Some might ask why go back to archives and write history? Jay and I believe that it is very important for generation Y (who ask the most “whys”) to know how U.S. foreign policy in South Asia was conducted during the Cold War. As a Pakistani academic, it is extremely important for me to understand why, how and under what conditions did several U.S. administrations make certain foreign policy choices that changed the face of Pakistan-U.S. bilateral relations during the Cold War. It is easier for me to continue to live with the bitter narrative about India-Pakistan relations or Pakistan-U.S. relations that I have grown up with but I refuse to do so. I want to learn. I want to evolve.
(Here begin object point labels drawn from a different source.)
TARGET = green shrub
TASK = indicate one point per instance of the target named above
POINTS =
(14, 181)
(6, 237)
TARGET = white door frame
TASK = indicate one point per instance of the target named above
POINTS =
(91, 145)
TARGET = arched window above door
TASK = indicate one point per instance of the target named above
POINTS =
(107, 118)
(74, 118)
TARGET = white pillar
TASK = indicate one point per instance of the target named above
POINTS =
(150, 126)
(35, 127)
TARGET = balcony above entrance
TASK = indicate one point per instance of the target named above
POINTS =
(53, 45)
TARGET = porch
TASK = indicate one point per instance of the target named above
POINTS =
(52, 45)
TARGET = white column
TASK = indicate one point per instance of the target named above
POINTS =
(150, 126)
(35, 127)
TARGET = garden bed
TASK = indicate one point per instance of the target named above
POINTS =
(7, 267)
I want to understand. Writing my chronicle of history given the evidence before me is the first step towards changing the existing narrative and as Jay has stated, this can be an extremely useful CBM between the two countries even if it is a gradual process. Unfortunately, I do not have access to any archives in my home country that would allow me to explore my own history with India or the U.S. but fortunately, I have access to the U.S. archives and for what it is worth, my learning begins here, far from home.
[1] We eventually did not write this paper abstract, since a participant dropped out leaving us with enough slots for individual papers on the panel.